Abstract base class for all audit implementations providing core audit functionality.

Key Features

  • Workflow execution metadata capture
  • Release timestamp tracking
  • Context and parameter logging
  • Status and result persistence
  • Automatic configuration validation

AuditData

Data model for audit information containing workflow execution details.

AuditData Structure

from ddeutil.workflow.audits import AuditData
from datetime import datetime

audit_data = AuditData(
    name="data-pipeline",
    release=datetime(2024, 1, 15, 10, 30),
    type="scheduled",
    context={
        "params": {"source_table": "users", "target_env": "prod"},
        "jobs": {"extract": {"status": "SUCCESS"}}
    },
    run_id="workflow-123",
    parent_run_id=None,
    runs_metadata={"execution_time": "300s", "memory_usage": "512MB"}
)

File-based Audits

FileAudit

File-based audit implementation that persists audit logs to the local filesystem in JSON format.

File Audit Usage

from ddeutil.workflow.audits import FileAudit, AuditData
from datetime import datetime

# Create file audit instance
audit = FileAudit(
    type="file",
    path="./audits",
    extras={"enable_write_audit": True}
)

# Create audit data
data = AuditData(
    name="data-pipeline",
    release=datetime(2024, 1, 15, 10, 30),
    type="scheduled",
    context={
        "params": {"source_table": "users", "target_env": "prod"},
        "jobs": {"extract": {"status": "SUCCESS"}}
    },
    run_id="workflow-123",
    parent_run_id=None,
    runs_metadata={"execution_time": "300s"}
)

# Save audit log
audit.save(data)

# Log is saved to:
# ./audits/workflow=data-pipeline/release=20240115103000/workflow-123.log

Audit File Structure

audits/
├── workflow=data-pipeline/
│   ├── release=20240115103000/
│   │   ├── workflow-123.log
│   │   └── workflow-124.log
│   └── release=20240116080000/
│       └── workflow-125.log
└── workflow=etl-process/
    └── release=20240115120000/
        └── workflow-126.log

Finding Audits

The FileAudit class provides utilities to search and retrieve audit logs.

Audit Discovery

from ddeutil.workflow.audits import FileAudit

audit = FileAudit(type="file", path="./audits")

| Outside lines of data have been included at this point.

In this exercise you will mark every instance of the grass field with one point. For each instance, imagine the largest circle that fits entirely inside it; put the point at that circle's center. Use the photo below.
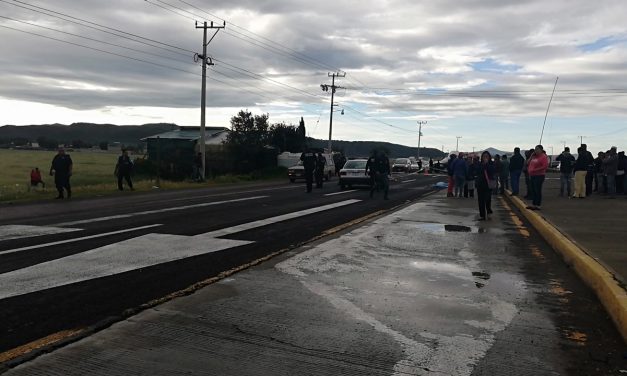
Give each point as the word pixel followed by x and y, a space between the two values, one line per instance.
pixel 92 175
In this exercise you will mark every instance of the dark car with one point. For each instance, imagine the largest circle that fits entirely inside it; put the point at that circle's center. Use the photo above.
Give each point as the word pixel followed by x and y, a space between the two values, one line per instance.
pixel 401 165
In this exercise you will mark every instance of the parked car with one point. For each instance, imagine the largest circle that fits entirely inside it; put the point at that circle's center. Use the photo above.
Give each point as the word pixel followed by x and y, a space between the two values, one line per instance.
pixel 354 173
pixel 298 171
pixel 401 165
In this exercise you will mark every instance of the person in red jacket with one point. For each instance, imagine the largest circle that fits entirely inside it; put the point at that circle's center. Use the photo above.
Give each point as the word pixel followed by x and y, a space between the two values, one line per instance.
pixel 537 166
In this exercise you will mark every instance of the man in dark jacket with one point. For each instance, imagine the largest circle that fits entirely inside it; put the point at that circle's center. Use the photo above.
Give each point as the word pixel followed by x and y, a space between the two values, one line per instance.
pixel 123 170
pixel 61 169
pixel 309 164
pixel 589 159
pixel 516 163
pixel 566 170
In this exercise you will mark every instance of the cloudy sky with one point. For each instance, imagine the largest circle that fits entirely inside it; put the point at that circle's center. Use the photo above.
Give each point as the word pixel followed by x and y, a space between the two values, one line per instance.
pixel 482 70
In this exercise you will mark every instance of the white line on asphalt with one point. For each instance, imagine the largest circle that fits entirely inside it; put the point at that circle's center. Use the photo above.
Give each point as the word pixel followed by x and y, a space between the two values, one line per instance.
pixel 340 193
pixel 76 239
pixel 132 254
pixel 279 218
pixel 156 211
pixel 9 232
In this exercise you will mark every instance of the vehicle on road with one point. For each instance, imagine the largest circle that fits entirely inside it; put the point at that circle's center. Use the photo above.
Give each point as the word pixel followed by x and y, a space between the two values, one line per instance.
pixel 298 171
pixel 401 165
pixel 354 173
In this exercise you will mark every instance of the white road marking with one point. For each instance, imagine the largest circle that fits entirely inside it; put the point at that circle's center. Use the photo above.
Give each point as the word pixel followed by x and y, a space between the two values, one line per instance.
pixel 340 193
pixel 23 231
pixel 76 239
pixel 156 211
pixel 279 218
pixel 137 253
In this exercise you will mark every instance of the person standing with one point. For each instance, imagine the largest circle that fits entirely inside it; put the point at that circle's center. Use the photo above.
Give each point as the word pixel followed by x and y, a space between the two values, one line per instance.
pixel 308 158
pixel 486 175
pixel 516 163
pixel 123 170
pixel 504 174
pixel 567 161
pixel 459 174
pixel 35 179
pixel 610 164
pixel 381 173
pixel 321 161
pixel 451 179
pixel 61 169
pixel 589 160
pixel 538 164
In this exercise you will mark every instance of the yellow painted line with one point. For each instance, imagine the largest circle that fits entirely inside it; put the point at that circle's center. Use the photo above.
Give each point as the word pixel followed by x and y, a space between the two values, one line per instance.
pixel 38 344
pixel 596 276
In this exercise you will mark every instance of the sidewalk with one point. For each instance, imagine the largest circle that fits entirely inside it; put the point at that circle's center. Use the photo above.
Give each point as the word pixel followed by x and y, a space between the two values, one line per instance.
pixel 597 224
pixel 426 290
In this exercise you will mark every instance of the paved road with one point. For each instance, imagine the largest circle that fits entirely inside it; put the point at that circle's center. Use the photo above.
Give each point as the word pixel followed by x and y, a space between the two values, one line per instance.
pixel 424 290
pixel 68 265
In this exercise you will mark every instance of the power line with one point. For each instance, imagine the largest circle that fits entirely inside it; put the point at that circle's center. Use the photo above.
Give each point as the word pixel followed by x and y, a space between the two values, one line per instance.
pixel 99 27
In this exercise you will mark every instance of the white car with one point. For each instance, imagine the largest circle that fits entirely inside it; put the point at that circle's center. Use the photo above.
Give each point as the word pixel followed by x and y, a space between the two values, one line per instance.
pixel 354 173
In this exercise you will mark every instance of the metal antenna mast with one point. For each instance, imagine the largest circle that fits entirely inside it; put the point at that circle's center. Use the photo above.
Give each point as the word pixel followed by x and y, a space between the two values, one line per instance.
pixel 206 60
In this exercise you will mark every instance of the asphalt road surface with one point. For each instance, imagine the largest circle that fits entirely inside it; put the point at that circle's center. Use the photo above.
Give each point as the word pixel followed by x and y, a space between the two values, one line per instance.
pixel 66 265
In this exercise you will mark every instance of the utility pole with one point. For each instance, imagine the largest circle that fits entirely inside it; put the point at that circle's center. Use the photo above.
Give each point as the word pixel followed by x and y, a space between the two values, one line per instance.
pixel 206 60
pixel 420 123
pixel 326 87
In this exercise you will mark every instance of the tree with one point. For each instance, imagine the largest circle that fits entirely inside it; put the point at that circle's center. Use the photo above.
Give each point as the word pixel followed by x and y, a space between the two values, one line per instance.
pixel 248 138
pixel 285 138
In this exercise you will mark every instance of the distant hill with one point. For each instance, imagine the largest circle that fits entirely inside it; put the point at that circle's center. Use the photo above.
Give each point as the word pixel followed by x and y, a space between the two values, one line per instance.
pixel 87 132
pixel 131 134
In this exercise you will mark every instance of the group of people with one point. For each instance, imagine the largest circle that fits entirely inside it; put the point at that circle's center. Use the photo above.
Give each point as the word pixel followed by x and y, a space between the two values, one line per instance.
pixel 604 174
pixel 62 167
pixel 314 167
pixel 490 175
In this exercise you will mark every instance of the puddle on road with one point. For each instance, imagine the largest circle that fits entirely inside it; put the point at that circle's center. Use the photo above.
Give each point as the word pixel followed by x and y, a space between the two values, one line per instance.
pixel 439 228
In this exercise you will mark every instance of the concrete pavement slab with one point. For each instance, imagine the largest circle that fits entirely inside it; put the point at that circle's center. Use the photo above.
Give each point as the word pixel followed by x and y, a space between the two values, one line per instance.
pixel 426 290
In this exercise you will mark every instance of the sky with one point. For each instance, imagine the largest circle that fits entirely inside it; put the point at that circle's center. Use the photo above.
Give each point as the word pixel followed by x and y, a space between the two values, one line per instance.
pixel 480 73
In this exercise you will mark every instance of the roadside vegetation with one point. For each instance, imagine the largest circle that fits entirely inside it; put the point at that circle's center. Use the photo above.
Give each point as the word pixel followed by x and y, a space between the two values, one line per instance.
pixel 93 176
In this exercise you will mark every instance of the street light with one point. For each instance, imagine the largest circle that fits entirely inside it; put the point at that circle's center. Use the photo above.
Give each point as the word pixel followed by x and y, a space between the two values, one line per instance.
pixel 420 123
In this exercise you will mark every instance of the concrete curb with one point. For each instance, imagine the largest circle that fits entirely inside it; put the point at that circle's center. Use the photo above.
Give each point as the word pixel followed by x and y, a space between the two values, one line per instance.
pixel 607 288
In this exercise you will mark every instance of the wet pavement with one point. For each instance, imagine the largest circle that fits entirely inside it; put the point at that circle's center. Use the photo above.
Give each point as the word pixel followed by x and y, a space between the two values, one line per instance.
pixel 426 290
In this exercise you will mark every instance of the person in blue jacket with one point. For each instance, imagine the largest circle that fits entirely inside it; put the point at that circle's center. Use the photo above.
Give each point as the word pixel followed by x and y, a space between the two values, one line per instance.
pixel 487 174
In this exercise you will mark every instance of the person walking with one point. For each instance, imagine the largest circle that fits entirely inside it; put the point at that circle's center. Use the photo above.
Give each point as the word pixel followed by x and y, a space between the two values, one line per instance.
pixel 321 162
pixel 459 174
pixel 308 158
pixel 567 162
pixel 538 164
pixel 123 170
pixel 61 168
pixel 516 163
pixel 504 174
pixel 486 180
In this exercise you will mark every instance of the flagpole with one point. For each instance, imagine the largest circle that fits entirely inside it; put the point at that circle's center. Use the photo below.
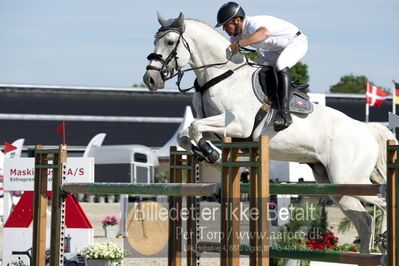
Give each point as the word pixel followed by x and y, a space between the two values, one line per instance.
pixel 367 104
pixel 394 99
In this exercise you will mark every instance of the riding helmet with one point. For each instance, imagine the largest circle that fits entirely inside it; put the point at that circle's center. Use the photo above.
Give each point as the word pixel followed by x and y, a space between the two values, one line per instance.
pixel 229 11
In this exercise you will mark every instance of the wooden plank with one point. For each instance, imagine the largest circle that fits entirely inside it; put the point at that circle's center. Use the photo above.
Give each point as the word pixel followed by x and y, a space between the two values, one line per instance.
pixel 172 225
pixel 224 221
pixel 191 228
pixel 39 211
pixel 57 209
pixel 235 211
pixel 392 204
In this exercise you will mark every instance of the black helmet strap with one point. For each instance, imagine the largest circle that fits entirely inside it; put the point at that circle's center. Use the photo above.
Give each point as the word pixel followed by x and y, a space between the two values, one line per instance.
pixel 235 27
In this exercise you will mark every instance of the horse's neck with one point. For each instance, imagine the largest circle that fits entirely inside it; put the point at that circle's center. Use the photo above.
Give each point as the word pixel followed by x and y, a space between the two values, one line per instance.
pixel 207 47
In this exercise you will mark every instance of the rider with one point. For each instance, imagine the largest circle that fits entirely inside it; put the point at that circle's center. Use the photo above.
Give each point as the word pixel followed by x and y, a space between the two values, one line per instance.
pixel 284 44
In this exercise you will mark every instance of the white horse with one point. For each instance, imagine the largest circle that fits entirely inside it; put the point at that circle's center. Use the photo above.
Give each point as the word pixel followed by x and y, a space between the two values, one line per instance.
pixel 340 150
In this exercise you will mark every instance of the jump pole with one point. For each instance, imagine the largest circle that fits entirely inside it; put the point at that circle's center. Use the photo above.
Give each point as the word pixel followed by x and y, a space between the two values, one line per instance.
pixel 393 202
pixel 230 247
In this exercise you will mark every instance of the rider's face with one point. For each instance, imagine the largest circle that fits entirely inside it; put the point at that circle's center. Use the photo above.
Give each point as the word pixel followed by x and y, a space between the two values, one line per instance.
pixel 229 27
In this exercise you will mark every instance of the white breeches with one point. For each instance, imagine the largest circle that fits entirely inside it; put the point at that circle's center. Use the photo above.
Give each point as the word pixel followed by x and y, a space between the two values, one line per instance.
pixel 289 56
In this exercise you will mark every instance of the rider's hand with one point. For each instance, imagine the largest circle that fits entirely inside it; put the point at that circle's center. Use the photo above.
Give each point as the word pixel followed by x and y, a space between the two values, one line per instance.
pixel 234 47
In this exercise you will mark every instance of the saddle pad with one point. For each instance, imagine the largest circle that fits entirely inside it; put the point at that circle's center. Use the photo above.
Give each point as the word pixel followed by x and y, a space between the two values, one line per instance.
pixel 298 104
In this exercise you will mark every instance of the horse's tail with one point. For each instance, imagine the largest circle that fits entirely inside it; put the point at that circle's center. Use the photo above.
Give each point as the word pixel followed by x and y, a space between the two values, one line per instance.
pixel 381 134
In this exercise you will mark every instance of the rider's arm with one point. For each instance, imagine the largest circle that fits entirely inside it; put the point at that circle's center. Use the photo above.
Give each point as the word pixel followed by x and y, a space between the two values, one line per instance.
pixel 259 35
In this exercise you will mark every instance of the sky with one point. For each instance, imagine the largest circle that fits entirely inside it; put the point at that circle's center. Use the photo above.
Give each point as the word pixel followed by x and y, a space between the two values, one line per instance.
pixel 105 43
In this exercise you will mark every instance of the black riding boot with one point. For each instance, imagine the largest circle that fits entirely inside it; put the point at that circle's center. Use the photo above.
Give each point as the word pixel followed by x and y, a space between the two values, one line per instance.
pixel 283 117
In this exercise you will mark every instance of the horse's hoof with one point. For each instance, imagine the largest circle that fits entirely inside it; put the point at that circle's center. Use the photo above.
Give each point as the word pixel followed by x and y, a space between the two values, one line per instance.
pixel 283 120
pixel 211 155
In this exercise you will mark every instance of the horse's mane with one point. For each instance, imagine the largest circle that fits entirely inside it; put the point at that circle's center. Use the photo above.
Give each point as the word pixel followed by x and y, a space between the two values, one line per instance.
pixel 206 24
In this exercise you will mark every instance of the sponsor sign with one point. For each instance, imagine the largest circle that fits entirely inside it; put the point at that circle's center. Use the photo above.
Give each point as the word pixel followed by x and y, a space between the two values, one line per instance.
pixel 19 173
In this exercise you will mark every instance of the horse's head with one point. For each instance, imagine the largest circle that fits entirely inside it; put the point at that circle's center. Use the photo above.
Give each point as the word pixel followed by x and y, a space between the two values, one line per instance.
pixel 171 52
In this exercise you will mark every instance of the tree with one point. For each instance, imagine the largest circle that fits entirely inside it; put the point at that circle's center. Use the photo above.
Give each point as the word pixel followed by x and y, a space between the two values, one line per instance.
pixel 350 84
pixel 299 73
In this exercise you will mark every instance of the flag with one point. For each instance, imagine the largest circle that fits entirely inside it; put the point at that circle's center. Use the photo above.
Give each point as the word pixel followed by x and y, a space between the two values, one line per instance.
pixel 396 92
pixel 374 95
pixel 8 147
pixel 61 131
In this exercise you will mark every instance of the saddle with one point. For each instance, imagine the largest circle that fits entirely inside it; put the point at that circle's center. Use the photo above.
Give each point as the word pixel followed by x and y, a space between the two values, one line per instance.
pixel 265 84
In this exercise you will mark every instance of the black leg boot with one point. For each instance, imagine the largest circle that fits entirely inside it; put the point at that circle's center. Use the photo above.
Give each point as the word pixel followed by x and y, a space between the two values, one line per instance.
pixel 283 117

# Find all audits for a workflow
for audit_data in audit.find_audits("data-pipeline"):
    print(f"Release: {audit_data.release}")
    print(f"Run ID: {audit_data.run_id}")
    print(f"Type: {audit_data.type}")
    print(f"Context: {audit_data.context}")

# Find specific audit by release
audit_data = audit.find_audit_with_release(
    name="data-pipeline",
    release=datetime(2024, 1, 15, 10, 30)
)

# Check if audit exists for specific release
exists = audit.is_pointed(
    data=audit_data
)

Audit Log Format

Each audit log is stored as JSON with the following structure:

Audit Log Content

{
  "name": "data-pipeline",
  "release": "2024-01-15T10:30:00",
  "type": "scheduled",
  "context": {
    "params": {
      "source_table": "users",
      "target_env": "prod"
    },
    "jobs": {
      "extract": {
        "status": "SUCCESS",
        "start_time": "2024-01-15T10:30:05",
        "end_time": "2024-01-15T10:35:12"
      },
      "transform": {
        "status": "SUCCESS",
        "start_time": "2024-01-15T10:35:15",
        "end_time": "2024-01-15T10:40:22"
      }
    }
  },
  "parent_run_id": null,
  "run_id": "workflow-123",
  "runs_metadata": {
    "execution_time": "300s",
    "memory_usage": "512MB",
    "cpu_usage": "45%"
  }
}

Cleanup Functionality

The FileAudit class provides cleanup functionality for old audit files:

Audit Cleanup

from ddeutil.workflow.audits import FileAudit

audit = FileAudit(type="file", path="./audits")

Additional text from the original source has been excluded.